In describing the need for the project, Leffring used the existing nursing home, which opened in 1960, as an example.

“While the facility has been well-maintained, it needs to be updated,” Leffring said. “The existing home has many design challenges one would expect from a facility that old. First, there are the cinderblock walls. They interfere with Wi-Fi signals. Also, the building just requires a lot of maintenance.” Additionally, many of Methodist Village’s units feature shared baths that are out of sync with what seniors of today — and those coming up in the so-called “Silver Tsunami” of Boomer generation retirees — expect, Leffring said.

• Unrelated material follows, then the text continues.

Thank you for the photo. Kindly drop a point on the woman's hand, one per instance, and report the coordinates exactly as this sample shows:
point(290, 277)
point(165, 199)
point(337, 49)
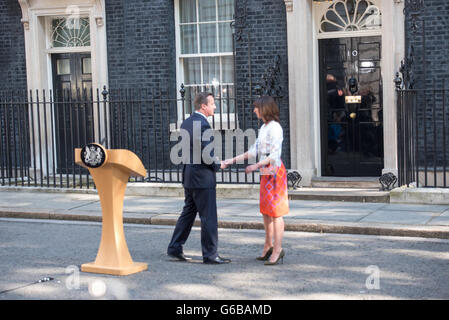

“Seniors today are focused on their personal dignity. At our new facility, it will all be private baths, and you won’t have people sharing rooms in a way that was quite common in the ‘60s. You won’t find anybody building that way now because seniors today and seniors coming up don’t want that. It’s all about residential living versus institutional living,” Leffring said.

JOBS, SALARY IMPACT
Methodist Village’s expansion of services will result in the full-time equivalent of 27 new jobs and an additional $1 million in payroll (combined salary and benefits) to the Fort Smith region.

“With phase one, it’s an average of about $37,000 per employee,” Leffring said. “You’ll have some that are less than that and some that are more. That’s a projection that looks out to 2020, which will be our first year of stabilization. There will also be lots of construction jobs for 12 months as we build it out.”

Methodist Village employs 160 full- and part-time employees. After the three phases are complete, Leffring expects the number to be more than 200 employees with the first 27 added in 2017 and the rest during phase III.